The third great failure was the Industrial Policy of 1956. This wrong-headed protectionist policy, combined with the all-intrusive public sector, ensured that India would produce only shoddy products at high prices, thus effectively shutting them out of the global market place. When India eventually opened up its economy, the global market for manufacturing products made with unskilled cheap labour alone had already been taken by other countries. The still hidebound labour and closure policies ensured that India had very little chance of catching up with early movers in these areas despite an abundance of unskilled labour. India found its niche instead in the sunrise industries with high knowledge content. Here, the earlier lopsided emphasis on higher education came as a boon. Just as India started to open up to the world, the global economy was shifting into knowledge-based goods and services. India at this time found itself sitting over a large pool of unused and underused army of knowledge-based workers, ready and motivated to play their role in the global marketplace. Its first manifestation was, of course, in information technology, which continues to be the main beneficiary of the shift to the knowledge-intensive economy. From there it was only a short hop to IT-enabled services with their call centres, medical records transcription, back-office operations and business process outsourcing going all the way to income tax accounting and investment analysis. The close relationship between information technology and medical research has led to a fledgling biotechnology industry.
The effect of the availability of a large pool of scientific workers has gone beyond IT and related industries. The presence of a large number of professional chemists is attracting many pharmaceutical companies to shift their clinical testing of new drugs to India as well as to collaborate with the existing Indian pharmaceutical companies to undertake joint research and development. And now the effect is being felt in manufacturing as well, as the knowledge content of manufacturing industries increases. The most backward of Indian manufacturing industries, the automobile sector, seems to be leading the way with multinationals choosing India for their outsourcing as well as shifting R&D activities. The Tatas have scored a first by entering into an arrangement with the Land Rover company of the UK to sell its 100% Indian designed and engineered car, Indica, in the European market. The knowledge base, combined with entrepreneurial innovation, is taking India and the world into new areas, such as medical tourism.
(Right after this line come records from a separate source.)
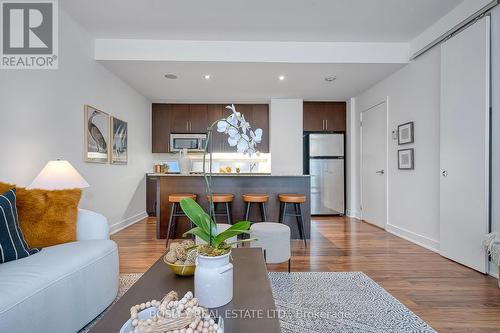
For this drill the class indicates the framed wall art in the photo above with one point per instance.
(406, 159)
(406, 133)
(96, 146)
(119, 141)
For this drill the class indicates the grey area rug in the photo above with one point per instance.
(347, 302)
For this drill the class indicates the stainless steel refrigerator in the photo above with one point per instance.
(325, 163)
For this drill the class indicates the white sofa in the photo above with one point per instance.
(63, 287)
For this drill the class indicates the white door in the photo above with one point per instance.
(373, 165)
(464, 128)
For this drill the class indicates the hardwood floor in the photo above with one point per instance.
(450, 297)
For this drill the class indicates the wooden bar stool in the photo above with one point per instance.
(225, 199)
(258, 198)
(296, 200)
(175, 199)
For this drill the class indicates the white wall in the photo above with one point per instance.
(352, 160)
(42, 119)
(413, 196)
(286, 130)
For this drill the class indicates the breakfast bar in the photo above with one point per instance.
(236, 184)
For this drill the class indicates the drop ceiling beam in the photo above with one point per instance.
(242, 51)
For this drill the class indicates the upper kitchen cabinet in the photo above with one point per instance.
(325, 116)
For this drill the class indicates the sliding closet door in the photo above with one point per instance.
(464, 125)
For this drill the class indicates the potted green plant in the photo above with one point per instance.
(214, 273)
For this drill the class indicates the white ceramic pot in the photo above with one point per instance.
(213, 280)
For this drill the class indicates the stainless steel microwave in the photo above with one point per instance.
(191, 142)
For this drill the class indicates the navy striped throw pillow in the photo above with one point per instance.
(13, 246)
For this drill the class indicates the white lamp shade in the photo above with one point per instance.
(58, 175)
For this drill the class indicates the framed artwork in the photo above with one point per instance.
(96, 147)
(119, 141)
(405, 133)
(406, 159)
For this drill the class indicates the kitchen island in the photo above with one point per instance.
(236, 184)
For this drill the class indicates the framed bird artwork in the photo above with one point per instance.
(97, 133)
(119, 141)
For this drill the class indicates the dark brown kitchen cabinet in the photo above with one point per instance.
(324, 116)
(195, 118)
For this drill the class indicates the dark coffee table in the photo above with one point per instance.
(251, 310)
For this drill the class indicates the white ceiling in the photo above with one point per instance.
(247, 82)
(276, 20)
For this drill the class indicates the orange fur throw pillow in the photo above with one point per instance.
(46, 217)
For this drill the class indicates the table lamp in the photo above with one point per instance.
(58, 175)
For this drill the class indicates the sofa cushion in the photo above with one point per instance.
(13, 246)
(61, 288)
(47, 217)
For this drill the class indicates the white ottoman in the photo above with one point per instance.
(274, 238)
(220, 228)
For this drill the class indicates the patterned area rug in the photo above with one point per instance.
(339, 302)
(348, 302)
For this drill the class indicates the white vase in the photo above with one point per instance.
(213, 280)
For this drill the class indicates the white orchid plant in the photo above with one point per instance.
(241, 136)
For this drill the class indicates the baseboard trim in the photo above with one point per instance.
(429, 244)
(493, 269)
(114, 228)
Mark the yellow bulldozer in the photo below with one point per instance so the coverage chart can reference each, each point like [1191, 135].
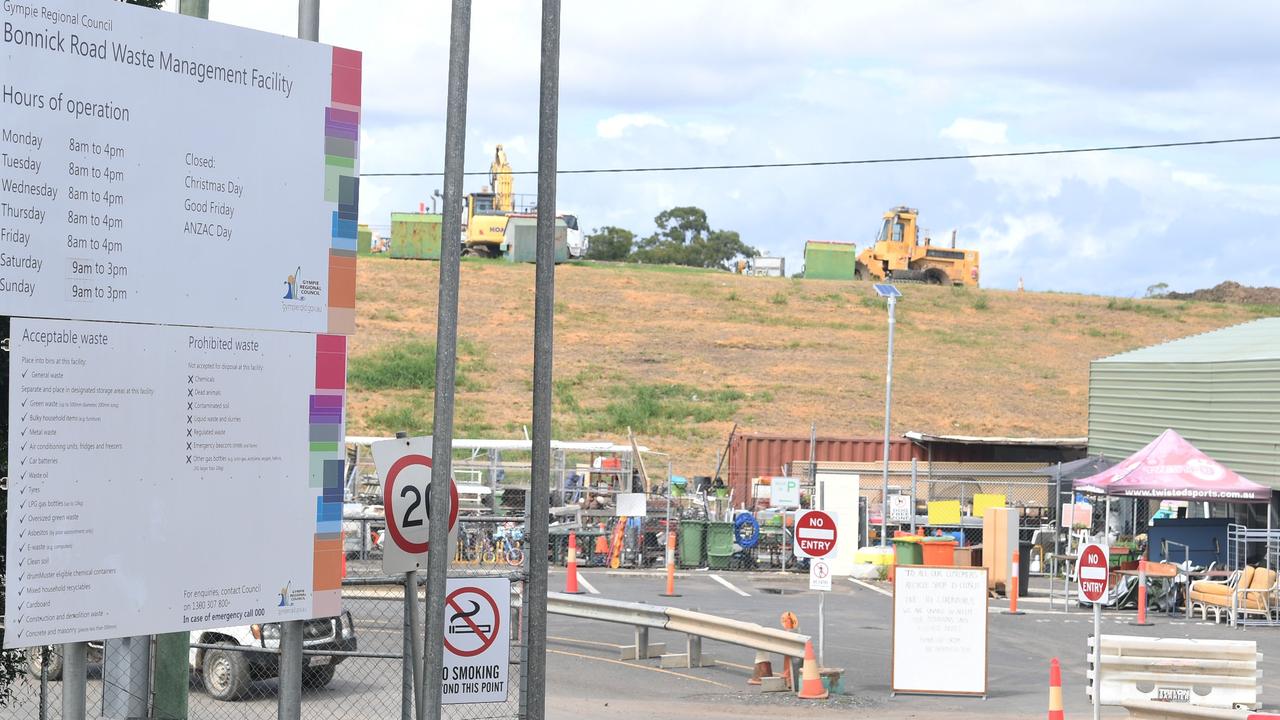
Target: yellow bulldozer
[900, 255]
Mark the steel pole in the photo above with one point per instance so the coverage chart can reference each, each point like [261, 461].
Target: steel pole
[74, 680]
[914, 475]
[446, 359]
[289, 698]
[309, 19]
[888, 397]
[544, 302]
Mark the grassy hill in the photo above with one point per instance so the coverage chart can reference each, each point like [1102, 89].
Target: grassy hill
[680, 354]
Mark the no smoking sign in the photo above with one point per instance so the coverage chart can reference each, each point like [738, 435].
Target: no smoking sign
[476, 639]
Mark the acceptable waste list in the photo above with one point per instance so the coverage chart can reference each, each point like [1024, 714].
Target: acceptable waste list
[168, 441]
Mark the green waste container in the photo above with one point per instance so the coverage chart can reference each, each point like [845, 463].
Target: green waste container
[691, 533]
[906, 551]
[720, 545]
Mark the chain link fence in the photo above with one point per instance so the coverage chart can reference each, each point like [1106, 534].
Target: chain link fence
[353, 664]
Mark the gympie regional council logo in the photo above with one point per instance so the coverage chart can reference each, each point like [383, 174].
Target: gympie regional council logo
[298, 288]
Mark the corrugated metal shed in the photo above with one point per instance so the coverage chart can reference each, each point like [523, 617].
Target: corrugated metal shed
[1219, 390]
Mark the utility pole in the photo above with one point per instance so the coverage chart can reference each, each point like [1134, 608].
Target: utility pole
[170, 680]
[446, 361]
[544, 301]
[289, 697]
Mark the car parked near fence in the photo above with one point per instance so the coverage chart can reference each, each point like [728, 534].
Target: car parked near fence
[227, 673]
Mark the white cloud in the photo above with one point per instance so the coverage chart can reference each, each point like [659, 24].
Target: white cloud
[968, 130]
[616, 126]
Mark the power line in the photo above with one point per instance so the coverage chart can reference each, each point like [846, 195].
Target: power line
[863, 162]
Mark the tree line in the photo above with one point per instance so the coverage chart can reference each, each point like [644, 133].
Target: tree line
[682, 237]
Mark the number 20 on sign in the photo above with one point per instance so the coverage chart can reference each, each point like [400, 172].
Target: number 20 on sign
[405, 469]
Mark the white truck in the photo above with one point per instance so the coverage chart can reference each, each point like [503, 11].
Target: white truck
[228, 673]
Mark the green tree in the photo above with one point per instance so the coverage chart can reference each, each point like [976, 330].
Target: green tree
[609, 244]
[685, 237]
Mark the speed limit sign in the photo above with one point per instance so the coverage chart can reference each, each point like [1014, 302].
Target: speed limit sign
[405, 468]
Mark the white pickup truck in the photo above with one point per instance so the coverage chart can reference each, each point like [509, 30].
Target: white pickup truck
[228, 673]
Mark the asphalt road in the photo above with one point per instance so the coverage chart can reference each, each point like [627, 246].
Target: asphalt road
[586, 680]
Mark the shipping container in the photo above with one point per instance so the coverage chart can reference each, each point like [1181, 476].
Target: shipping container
[416, 236]
[830, 260]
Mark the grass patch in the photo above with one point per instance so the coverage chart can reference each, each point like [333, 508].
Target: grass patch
[1155, 310]
[412, 417]
[411, 365]
[659, 409]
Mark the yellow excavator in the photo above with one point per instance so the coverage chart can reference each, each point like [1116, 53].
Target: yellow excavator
[900, 255]
[488, 210]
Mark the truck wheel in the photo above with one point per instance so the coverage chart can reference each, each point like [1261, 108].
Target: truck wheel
[319, 677]
[227, 675]
[53, 669]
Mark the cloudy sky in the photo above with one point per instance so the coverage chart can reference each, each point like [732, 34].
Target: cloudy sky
[713, 82]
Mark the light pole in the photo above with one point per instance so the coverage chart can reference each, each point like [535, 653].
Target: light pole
[890, 294]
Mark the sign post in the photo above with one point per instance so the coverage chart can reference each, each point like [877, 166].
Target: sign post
[816, 540]
[1093, 574]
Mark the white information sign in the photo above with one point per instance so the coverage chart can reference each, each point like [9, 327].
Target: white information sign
[405, 469]
[159, 168]
[900, 509]
[940, 621]
[160, 479]
[819, 575]
[476, 639]
[631, 505]
[784, 492]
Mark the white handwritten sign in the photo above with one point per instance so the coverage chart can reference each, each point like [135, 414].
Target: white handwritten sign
[940, 630]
Finally, it should be noted that programs and policies frequently also have negative unintended consequences. Indeed, India’s grinding poverty, mass illiteracy and corruption can all be traced to the unintended consequences of the socialist model and government controls imposed on India during the first four decades after her independence. These negative aspects have been amply covered in both the national and international media and academic journals and need not be repeated here. Suffice to say that the road to hell in India was definitely paved with good socialist intentions.